The water filter is easy to use, cheap to make, and adds to the growing
number of technologies developed by wealthy countries to improve the
lives of the people living in impoverished ones.
With a filtering tube nine inches long, one inch in diameter, and
weighing less than two ounces, even children can easily carry the
LifeStraw wherever they go. Just as its name suggests, you simply lower
the end into unfiltered water and drink through the mouthpiece at the
top. Unfiltered water goes in one end, clean water out the other. It
doesn’t need batteries and needs no extra parts. At least 99.9999% of
all waterborne bacteria and 99.9% of waterborne parasites are
eliminated.

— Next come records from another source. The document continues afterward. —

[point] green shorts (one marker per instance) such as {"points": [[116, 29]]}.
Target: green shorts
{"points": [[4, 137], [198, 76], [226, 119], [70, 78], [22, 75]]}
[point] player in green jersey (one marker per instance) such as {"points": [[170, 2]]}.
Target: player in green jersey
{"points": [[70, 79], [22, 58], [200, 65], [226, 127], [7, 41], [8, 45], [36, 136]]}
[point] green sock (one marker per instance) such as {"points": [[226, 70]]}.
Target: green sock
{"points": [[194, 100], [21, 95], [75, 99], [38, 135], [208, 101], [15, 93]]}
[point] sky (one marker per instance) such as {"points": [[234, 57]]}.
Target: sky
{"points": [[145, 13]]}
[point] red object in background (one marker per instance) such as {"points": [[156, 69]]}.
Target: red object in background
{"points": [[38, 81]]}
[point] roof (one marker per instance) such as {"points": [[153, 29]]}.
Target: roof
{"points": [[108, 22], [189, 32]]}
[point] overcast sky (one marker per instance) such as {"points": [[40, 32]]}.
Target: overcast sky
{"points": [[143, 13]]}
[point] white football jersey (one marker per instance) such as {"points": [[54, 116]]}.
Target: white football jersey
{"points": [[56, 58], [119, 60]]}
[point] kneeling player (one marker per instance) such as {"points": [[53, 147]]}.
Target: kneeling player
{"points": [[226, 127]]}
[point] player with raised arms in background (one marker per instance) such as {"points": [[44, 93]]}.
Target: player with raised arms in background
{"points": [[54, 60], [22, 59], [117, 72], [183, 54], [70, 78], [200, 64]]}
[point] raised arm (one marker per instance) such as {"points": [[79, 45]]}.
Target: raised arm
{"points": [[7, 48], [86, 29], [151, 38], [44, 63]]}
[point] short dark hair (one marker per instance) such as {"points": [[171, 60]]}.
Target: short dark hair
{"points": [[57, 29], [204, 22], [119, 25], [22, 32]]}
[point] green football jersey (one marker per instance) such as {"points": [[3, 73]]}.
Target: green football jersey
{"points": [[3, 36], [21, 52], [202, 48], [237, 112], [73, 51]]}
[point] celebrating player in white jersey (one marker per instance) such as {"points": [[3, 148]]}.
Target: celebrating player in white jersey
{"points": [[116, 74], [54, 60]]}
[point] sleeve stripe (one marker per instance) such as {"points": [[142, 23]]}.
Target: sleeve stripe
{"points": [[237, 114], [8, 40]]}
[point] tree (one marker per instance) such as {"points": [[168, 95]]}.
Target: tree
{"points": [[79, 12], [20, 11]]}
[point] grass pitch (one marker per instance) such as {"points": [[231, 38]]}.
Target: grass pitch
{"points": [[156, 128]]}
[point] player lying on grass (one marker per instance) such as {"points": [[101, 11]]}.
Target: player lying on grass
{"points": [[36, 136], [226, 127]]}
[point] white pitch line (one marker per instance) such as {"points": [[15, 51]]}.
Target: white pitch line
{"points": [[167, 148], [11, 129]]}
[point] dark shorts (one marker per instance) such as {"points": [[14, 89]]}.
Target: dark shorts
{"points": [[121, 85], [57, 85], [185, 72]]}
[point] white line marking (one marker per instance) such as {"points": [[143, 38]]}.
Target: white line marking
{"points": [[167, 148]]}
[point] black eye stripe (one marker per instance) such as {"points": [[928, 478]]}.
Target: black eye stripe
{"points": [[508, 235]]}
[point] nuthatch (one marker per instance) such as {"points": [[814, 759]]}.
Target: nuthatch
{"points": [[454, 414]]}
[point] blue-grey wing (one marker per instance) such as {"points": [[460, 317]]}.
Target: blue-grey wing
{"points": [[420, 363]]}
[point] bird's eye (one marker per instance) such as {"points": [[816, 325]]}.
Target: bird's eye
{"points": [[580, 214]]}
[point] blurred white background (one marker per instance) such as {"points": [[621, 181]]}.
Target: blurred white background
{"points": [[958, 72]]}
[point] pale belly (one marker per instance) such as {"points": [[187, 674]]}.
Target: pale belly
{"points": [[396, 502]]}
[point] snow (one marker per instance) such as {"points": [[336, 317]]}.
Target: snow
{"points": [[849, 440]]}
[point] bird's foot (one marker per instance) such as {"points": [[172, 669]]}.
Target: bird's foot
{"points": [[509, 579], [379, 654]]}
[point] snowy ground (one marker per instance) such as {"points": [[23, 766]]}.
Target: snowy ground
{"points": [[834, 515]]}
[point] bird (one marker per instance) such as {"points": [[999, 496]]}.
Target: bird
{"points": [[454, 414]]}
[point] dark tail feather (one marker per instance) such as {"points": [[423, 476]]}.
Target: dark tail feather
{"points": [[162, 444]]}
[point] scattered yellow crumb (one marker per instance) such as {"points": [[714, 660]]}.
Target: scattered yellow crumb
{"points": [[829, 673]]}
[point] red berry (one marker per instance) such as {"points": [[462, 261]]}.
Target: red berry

It doesn’t remove heavy metals, but it will reduce the
murkiness of the water by removing particles larger than 0.2
micrometers. The simple filter is good enough to pass US EPA water
filtration standards. And if used properly, a single LifeStraw can
filter at least 1,000 liters (about 264 gallons), or about what a person
drinks in a year. The water flow rate is high too, so you don’t have to
struggle to quench your thirst.
Worldwide, 884 million people don’t have access to clean water and
have no choice but to drink from local water sources contaminated with
bacteria and parasites. Each year 1.8 million people die due to
diarrheal disease, 200,000 from typhoid fever. Of those 884 million
without clean water, 37 percent are living in Sub-Saharan Africa. Only
about ten percent of Kenyans have access to clean water. The other 90
percent will either boil unfiltered water or, because building fires
requires firewood that must be bought, drink contaminated water. The
nearly 900,000 LifeStraws donated means 90 percent of all Kenyan
households will have easy access to clean water. Because they’re using
less firewood it will also cut down on local deforestation. The filters
are expected to last at least a decade.